Non-GAAP Net Income Calculation
Digital River’s non-GAAP net income (loss) is computed by adjusting GAAP pre-tax income as reported on the company’s statement of operations by adding back amortization of acquisition-related intangibles, stock-based compensation expense, intangible impairments, restructuring costs, litigation settlements, acquisition and integration costs, unrealized investment gain or loss, and goodwill impairments, net of a 21 percent tax rate. Non-GAAP diluted earnings per share is calculated using the “if-converted” method with respect to the issuance of the company’s 2004 and 2010 convertible notes, which includes shares reserved upon conversion of 199,828 and 6,128,581, respectively. In computing non-GAAP diluted earnings per share, adjust non-GAAP net income to add back debt interest and issuance cost amortization expenses, net of the tax benefit, and then divide this amount by fully diluted shares outstanding. This amount, representing the fully diluted earnings computation, is selected to represent non-GAAP diluted earnings per share for each period presented. To provide further clarity, a detailed reconciliation on the comparability of the GAAP and non-GAAP data has been provided in table form following the financial statements accompanying this release.
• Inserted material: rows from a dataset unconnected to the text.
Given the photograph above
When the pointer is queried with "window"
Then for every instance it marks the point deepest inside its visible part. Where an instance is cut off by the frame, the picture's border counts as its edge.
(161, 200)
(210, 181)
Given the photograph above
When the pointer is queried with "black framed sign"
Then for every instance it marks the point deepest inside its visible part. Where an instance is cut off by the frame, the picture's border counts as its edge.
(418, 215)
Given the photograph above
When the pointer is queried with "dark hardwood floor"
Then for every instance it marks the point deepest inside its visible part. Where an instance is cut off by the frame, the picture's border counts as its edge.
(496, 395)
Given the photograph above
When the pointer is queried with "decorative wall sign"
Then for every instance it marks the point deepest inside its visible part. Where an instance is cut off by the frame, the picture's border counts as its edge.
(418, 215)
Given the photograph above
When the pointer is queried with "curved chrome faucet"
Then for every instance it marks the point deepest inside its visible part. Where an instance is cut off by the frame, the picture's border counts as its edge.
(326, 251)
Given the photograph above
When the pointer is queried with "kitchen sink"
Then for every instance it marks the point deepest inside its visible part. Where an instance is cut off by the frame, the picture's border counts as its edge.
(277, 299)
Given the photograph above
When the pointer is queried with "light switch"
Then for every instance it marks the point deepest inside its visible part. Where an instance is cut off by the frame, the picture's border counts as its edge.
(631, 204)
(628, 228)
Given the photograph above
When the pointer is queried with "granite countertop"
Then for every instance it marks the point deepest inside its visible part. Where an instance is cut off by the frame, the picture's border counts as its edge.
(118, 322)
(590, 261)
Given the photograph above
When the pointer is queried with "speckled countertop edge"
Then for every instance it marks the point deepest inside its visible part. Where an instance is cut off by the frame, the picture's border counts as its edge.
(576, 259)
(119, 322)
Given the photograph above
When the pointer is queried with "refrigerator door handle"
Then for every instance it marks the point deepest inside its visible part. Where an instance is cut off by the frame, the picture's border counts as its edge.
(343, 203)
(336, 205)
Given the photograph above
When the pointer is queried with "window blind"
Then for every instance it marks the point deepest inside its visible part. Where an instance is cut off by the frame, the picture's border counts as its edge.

This press release contains forward-looking statements, including statements regarding the company’s anticipated future growth and future financial performance, as well as statements containing the words “anticipates,” “believes,” “plans,” “will,” “expects,” or “guidance” and similar words. Such forward-looking statements involve known and unknown risks, uncertainties and other factors, which may cause the actual results, performance or achievements of the company, or industry results, to differ materially from those expressed or implied by such forward-looking statements. Such factors include, among others: the company’s operating history and variability of operating results; competition in the commerce market; challenges associated with international expansion; our ability to successfully complete senior management succession plans; the variability of foreign exchange rates; any breach or compromise of the company’s security systems; our ability to successfully manage our business while undertaking significant internal investments; our ability to execute upon our payments strategy and expand our business in this sector; our ability to achieve favorable tax rates in our international operations; and other risk factors referenced in the company’s public filings with the Securities and Exchange Commission, including the Annual Report on Form 10-K for the year ended Dec. 31, 2011. The financial information contained in this release should be read in conjunction with the consolidated financial statements and notes thereto included in Digital River’s most recent reports on Form 10-K and Form 10-Q, each as it may be amended from time-to-time.
The forward-looking statements for fiscal 2013 reflect management’s expectations as of Feb. 6, 2013. Results may be materially affected by many factors, such as changes in global conditions in the financial services markets and consumer spending, fluctuations in foreign currency rates, the rate of growth of online commerce and the Internet, progress with key partners and other factors. The guidance assumes, among other things, that there are no changes to stock-based compensation expense and anticipated tax rates. Readers are cautioned not to place undue reliance on forward-looking statements, which reflect management’s analysis only as of the date hereof. The company undertakes no obligation to update these forward-looking statements to reflect events or circumstances that may arise after the date hereof.
Digital River is a registered trademark of Digital River, Inc. All other trademarks and registered trademarks are trademarks of their respective owners.